Wound Healing Complications and the Use of Mammalian Target of Rapamycin Inhibitors in Kidney Transplantation: A Critical Review of the Literature

    loading  Checking for direct PDF access through Ovid

Abstract

Surgical complications, including events such as lymphocele and urological complications that affect wound healing, are reported with an incidence of 15% to 32% after kidney transplantation. The experience of the surgeon and comorbidities play an important role in determining the risk of such complications occurring. Since the introduction of the inosine 5′-monophosphate dehydrogenase inhibitors (mycophenolate mofetil) to the immunosuppressive armamentarium, replacing the antimetabolite prodrug azathioprine, reports have associated certain forms of wound healing complications (wound dehiscence, impaired healing, lymphocele, and incisional hernia) with the use of these agents.

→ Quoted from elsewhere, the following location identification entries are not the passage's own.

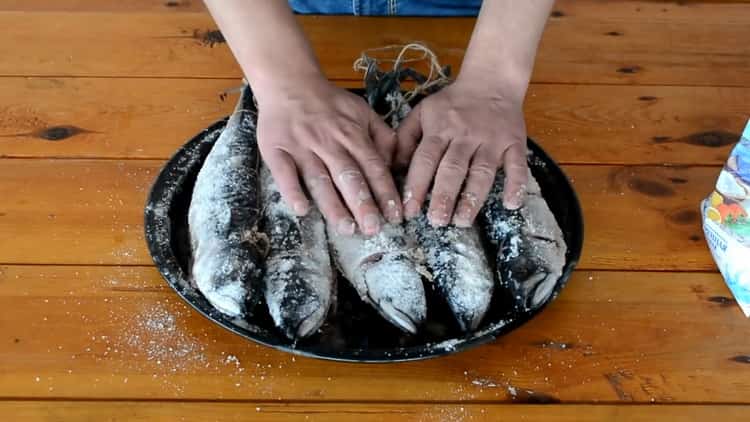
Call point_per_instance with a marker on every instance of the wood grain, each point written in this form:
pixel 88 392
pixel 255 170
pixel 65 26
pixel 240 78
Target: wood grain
pixel 103 5
pixel 112 332
pixel 151 118
pixel 199 412
pixel 91 212
pixel 653 49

When mammalian target of rapamycin (mTOR) inhibitors (sirolimus, everolimus) became available, these findings were observed increasingly, particularly in direct comparisons with inosine 5′-monophosphate dehydrogenase inhibitors. The purpose of this article was to review the reported incidence of wound healing complications from randomized clinical trials that investigated the use of sirolimus- and everolimus-based treatment regimens in de novo kidney transplantation and the information available from the U.S. Food and Drug Administration database. The clinical trials included were primarily identified using biomedical literature database searches, with additional studies added at the authors’ discretion. This review summarizes these studies to consider whether modern mTOR inhibitor–based immunosuppressive regimens exert and affect wound healing after kidney transplantation.